Safety first! Start in a big empty parking lot. Always start each exercise with a lot of room in front so they can focus on the single skill they are learning. Once they can do this make sure they know to never look at their feet or the tachometer again.
Skill 1 is controlling engine speed with the accelerator. This is easiest to learn if there is a tachometer, but can be learned by ear (or maybe with an electronic tuner for musical instruments), and it will be done by ear eventually anyway. Ask the student (with the car in neutral!) to accelerate the engine to 2000rpm and hold it there. Then 3000rpm, 4000rpm, 1500rpm, &c. Most will start by overshooting and wandering all over the place but will eventually be able to change the engine speed from one point to another smoothly and quickly. The reason this is important is that with an automatic in gear the mass of the car greatly dampens the car’s response to throttle position and we never learn fine motor control of the gas.

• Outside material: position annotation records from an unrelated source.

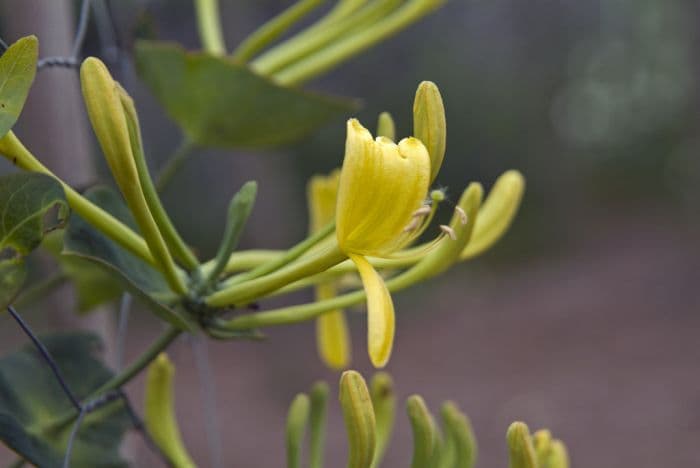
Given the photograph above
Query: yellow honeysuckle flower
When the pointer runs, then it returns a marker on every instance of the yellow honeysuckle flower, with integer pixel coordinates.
(332, 336)
(382, 186)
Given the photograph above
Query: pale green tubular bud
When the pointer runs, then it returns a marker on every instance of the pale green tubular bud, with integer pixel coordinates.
(297, 419)
(429, 124)
(319, 403)
(109, 122)
(386, 126)
(459, 429)
(384, 404)
(497, 213)
(360, 422)
(425, 435)
(558, 457)
(159, 414)
(177, 246)
(521, 452)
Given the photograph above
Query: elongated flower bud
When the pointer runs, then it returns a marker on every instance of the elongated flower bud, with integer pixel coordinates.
(520, 448)
(429, 124)
(359, 418)
(424, 431)
(459, 429)
(108, 118)
(159, 414)
(496, 214)
(384, 404)
(297, 419)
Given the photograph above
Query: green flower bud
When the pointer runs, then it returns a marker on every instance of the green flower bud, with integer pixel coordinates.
(520, 448)
(425, 436)
(297, 418)
(159, 414)
(429, 124)
(359, 418)
(384, 404)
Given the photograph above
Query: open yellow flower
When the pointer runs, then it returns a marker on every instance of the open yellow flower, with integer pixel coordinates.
(382, 186)
(332, 336)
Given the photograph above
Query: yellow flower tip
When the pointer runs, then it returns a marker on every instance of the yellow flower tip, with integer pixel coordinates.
(429, 124)
(380, 313)
(381, 185)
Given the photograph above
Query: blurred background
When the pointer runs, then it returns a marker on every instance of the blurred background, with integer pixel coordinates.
(583, 319)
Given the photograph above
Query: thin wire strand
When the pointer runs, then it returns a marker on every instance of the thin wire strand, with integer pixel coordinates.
(141, 428)
(122, 327)
(73, 60)
(206, 381)
(47, 357)
(82, 28)
(71, 438)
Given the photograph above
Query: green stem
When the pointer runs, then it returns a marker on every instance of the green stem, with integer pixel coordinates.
(209, 26)
(274, 28)
(284, 259)
(40, 290)
(171, 237)
(338, 52)
(140, 363)
(127, 374)
(248, 291)
(304, 312)
(174, 163)
(16, 152)
(289, 50)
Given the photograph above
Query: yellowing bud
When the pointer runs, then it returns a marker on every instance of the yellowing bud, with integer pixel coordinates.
(297, 419)
(358, 414)
(425, 436)
(106, 114)
(459, 429)
(496, 214)
(520, 448)
(384, 404)
(159, 415)
(106, 108)
(429, 124)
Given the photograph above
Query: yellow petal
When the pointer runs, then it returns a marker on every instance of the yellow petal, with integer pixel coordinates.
(381, 185)
(380, 313)
(332, 336)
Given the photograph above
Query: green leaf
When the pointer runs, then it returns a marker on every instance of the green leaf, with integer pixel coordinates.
(220, 102)
(25, 200)
(82, 242)
(31, 400)
(12, 275)
(17, 71)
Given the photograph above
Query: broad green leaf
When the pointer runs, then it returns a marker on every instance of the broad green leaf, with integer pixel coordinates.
(31, 400)
(220, 102)
(17, 71)
(82, 242)
(12, 275)
(25, 200)
(93, 286)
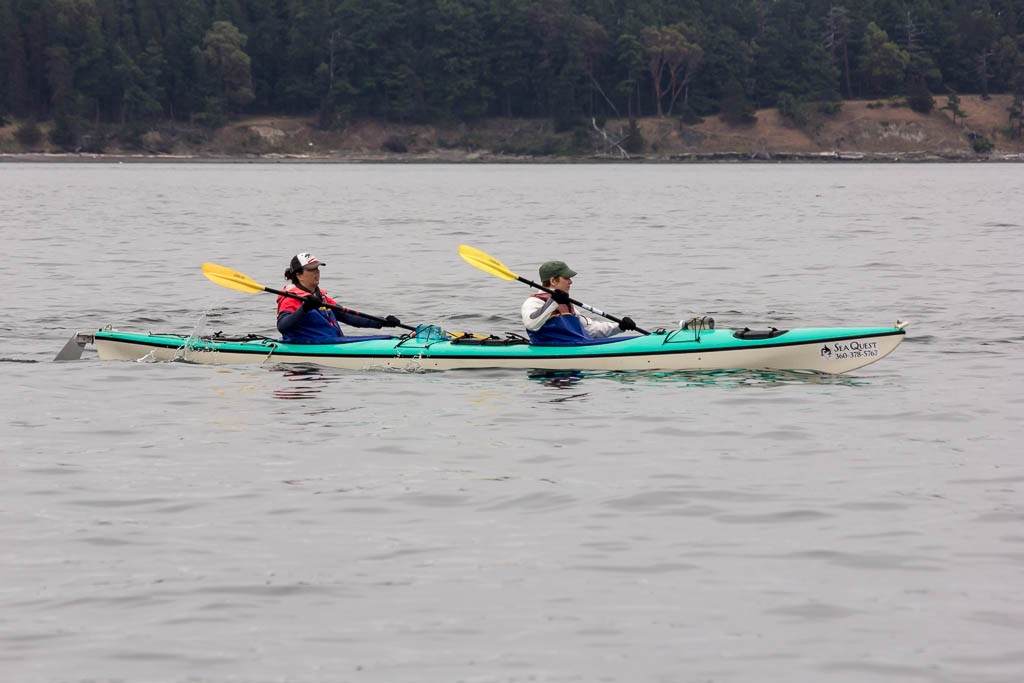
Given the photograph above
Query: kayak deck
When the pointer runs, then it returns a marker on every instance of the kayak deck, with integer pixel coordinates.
(829, 350)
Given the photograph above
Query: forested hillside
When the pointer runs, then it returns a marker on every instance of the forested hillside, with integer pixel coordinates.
(86, 63)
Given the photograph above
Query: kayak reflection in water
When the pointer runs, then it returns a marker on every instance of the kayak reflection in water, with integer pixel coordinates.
(551, 318)
(311, 321)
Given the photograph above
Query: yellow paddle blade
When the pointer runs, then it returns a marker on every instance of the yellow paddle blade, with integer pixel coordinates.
(231, 279)
(485, 262)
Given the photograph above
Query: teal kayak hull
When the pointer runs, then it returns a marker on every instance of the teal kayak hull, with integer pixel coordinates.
(829, 350)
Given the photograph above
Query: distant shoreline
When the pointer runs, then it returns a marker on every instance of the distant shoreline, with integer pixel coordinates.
(412, 159)
(862, 131)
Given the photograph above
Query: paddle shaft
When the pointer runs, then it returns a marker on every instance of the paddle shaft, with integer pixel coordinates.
(340, 309)
(579, 303)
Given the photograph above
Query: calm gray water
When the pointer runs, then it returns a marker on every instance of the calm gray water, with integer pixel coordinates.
(175, 522)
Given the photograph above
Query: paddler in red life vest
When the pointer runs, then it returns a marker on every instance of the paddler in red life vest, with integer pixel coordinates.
(550, 318)
(308, 321)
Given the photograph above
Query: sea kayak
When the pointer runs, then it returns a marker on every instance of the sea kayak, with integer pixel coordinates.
(829, 350)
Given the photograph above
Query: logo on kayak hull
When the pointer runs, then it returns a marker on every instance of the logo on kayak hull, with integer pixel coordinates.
(851, 349)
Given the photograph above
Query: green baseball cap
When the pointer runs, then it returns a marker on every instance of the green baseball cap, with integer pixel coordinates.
(551, 269)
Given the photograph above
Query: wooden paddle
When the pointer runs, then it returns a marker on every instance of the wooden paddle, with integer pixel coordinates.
(488, 263)
(236, 281)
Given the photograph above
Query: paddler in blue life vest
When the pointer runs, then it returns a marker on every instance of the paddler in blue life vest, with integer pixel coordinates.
(550, 318)
(308, 321)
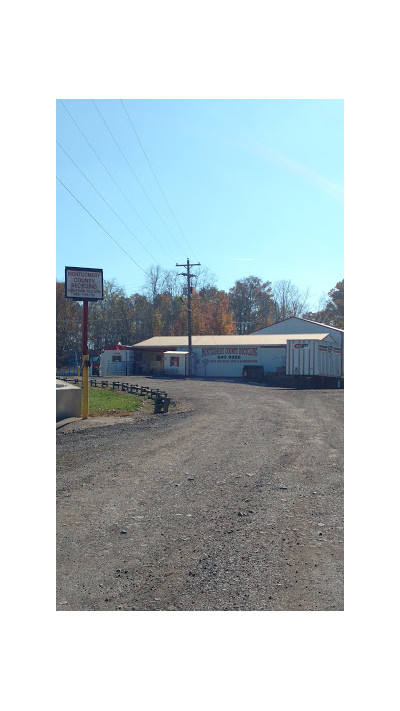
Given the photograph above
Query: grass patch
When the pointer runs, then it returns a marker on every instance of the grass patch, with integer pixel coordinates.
(111, 402)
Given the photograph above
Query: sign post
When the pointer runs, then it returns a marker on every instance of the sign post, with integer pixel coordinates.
(83, 284)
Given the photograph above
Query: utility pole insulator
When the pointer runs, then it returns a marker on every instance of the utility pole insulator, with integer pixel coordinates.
(188, 276)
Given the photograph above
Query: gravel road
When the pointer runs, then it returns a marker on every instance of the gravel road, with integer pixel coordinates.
(231, 501)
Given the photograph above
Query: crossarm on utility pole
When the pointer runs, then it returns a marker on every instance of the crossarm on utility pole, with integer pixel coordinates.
(188, 276)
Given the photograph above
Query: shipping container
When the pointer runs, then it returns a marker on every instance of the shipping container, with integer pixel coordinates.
(308, 357)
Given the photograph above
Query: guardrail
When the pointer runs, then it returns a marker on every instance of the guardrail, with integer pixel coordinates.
(161, 399)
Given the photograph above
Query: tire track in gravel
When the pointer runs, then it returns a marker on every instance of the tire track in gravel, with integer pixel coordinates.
(217, 505)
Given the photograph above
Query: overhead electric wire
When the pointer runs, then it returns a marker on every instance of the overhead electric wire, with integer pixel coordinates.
(100, 225)
(155, 177)
(107, 171)
(134, 174)
(111, 208)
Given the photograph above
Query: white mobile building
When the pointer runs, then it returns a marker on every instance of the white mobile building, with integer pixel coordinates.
(296, 325)
(223, 356)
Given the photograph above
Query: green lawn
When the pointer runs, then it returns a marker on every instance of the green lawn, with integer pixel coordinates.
(111, 402)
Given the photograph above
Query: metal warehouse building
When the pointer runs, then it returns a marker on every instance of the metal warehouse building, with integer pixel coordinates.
(226, 356)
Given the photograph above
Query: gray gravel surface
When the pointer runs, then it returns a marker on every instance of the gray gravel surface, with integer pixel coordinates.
(231, 501)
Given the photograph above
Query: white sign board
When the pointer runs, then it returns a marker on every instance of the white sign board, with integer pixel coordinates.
(83, 284)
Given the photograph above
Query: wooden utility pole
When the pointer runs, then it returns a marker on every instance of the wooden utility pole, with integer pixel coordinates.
(188, 275)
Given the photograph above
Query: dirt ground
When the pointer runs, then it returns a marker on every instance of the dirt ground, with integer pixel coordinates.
(231, 501)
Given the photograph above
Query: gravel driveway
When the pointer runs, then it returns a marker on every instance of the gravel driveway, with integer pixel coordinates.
(231, 501)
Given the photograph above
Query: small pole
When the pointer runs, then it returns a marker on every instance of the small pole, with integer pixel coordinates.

Skill 2 is finding the friction point. The objective is to get the car moving without using the gas. Tell them they will do a quick version of this in every standard car they ever drive, and also that they should stop looking at their feet (you don’t watch your feet when you walk or run, do you?). Leave the car at idle and do not use the gas for this skill.
2.1) Depress the clutch.
2.2) Put the car in first gear.
2.3) Let the clutch up slowly until the engine speed drops a few hundred rpm (as measured by the tach) or about halfway to stalling (by ear) and then hold it there;
2.3.1) Do not touch the gas.
2.3.2) If (When;-) the car stalls DO NOT make a fuss no matter how many times it happens; tell them that is part of the learning process and just have them start again and let it up more slowly.

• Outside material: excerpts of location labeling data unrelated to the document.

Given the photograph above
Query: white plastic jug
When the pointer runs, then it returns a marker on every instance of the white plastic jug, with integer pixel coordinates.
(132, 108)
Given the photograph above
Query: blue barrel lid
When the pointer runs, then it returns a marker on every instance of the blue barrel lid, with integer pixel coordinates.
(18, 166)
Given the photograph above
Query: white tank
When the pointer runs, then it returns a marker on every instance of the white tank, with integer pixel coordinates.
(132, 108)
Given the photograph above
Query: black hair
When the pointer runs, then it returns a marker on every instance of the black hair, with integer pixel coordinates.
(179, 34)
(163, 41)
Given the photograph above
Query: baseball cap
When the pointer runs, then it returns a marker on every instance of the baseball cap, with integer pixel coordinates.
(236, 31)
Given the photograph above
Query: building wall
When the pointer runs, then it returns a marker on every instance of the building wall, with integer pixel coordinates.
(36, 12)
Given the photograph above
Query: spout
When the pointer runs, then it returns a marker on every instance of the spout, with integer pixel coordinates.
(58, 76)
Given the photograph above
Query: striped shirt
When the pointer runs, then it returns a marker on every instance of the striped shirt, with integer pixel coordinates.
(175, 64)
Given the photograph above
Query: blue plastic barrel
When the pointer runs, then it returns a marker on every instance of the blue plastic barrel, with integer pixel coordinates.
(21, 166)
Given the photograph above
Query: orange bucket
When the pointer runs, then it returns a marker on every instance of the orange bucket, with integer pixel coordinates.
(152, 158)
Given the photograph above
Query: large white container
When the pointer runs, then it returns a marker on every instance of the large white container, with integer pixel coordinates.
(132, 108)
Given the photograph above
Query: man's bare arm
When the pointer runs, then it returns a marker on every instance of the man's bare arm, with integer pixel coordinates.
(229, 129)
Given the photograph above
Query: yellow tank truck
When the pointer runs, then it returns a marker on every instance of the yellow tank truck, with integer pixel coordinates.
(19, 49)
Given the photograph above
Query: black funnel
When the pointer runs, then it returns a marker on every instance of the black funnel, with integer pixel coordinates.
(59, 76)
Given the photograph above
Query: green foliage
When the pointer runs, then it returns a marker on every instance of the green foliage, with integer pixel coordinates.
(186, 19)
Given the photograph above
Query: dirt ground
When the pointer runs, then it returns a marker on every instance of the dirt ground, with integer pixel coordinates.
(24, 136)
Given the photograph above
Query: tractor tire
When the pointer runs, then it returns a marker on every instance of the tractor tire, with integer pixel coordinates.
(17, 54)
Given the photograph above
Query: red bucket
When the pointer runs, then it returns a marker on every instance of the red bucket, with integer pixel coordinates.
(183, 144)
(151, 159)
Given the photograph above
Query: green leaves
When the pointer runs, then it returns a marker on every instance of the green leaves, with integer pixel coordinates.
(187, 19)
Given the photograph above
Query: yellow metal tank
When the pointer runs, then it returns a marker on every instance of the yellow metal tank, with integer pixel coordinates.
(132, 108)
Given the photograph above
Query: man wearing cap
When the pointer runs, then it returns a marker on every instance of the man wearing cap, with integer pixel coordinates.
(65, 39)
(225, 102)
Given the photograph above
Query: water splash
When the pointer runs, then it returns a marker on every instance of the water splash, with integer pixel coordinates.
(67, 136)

2.4) The car will start to move, and as the engine speed recovers continue bringing the clutch up slowly to keep the engine just below idle speed; this exercise is in one sense the inverse of Skill 1 above.
2.5) After a few seconds the clutch will be all the way up and the car will be moving at idle speed.
2.5.1) Now it is very important to stop watching the tach or the pedals and to start steering.
2.5.1) Now is a good time to mention proper standard driving includes removing your foot from the clutch pedal at all times except starting or shifting.
2.6) If it hasn’t happened yet make sure they let it up fast enough to buck and stall so they know what that feels like; have them try to get it to start to buck but then recover by depressing the clutch.
2.7) Repeat this step until it is easy for the student. Note that doing this at idle reduces the wear, per start, on the clutch.
2.8) For variation and understanding, try doing it in the higher gears (but not as much; this puts a bit more wear on the clutch).
Skill 3 is simply coordinating the timing between the previous two skills. It could also be thought of as balancing those skills to keep the engine speed more or less constant; the chosen control speed determines the speed of acceleration. Trying to do this without having the previous skills down pat only makes the learning process more frustrating and take longer.
Excuse me for making the case so pointedly, but my claim is that finishing the following two sentences is a rhetorical exercise:
If someone can’t control the engine speed in neutral with the clutch disengaged, then they can’t do it …
If someone can’t get the car moving smoothly in first gear without using the gas, then they can’t do it …
Btw, the comment about the car stalling and having your 16yo daughter give you the look she hasn’t for ten years brought tears to my eyes, and I consider it a valid, no, make that imperative, reason for not starting out using this method.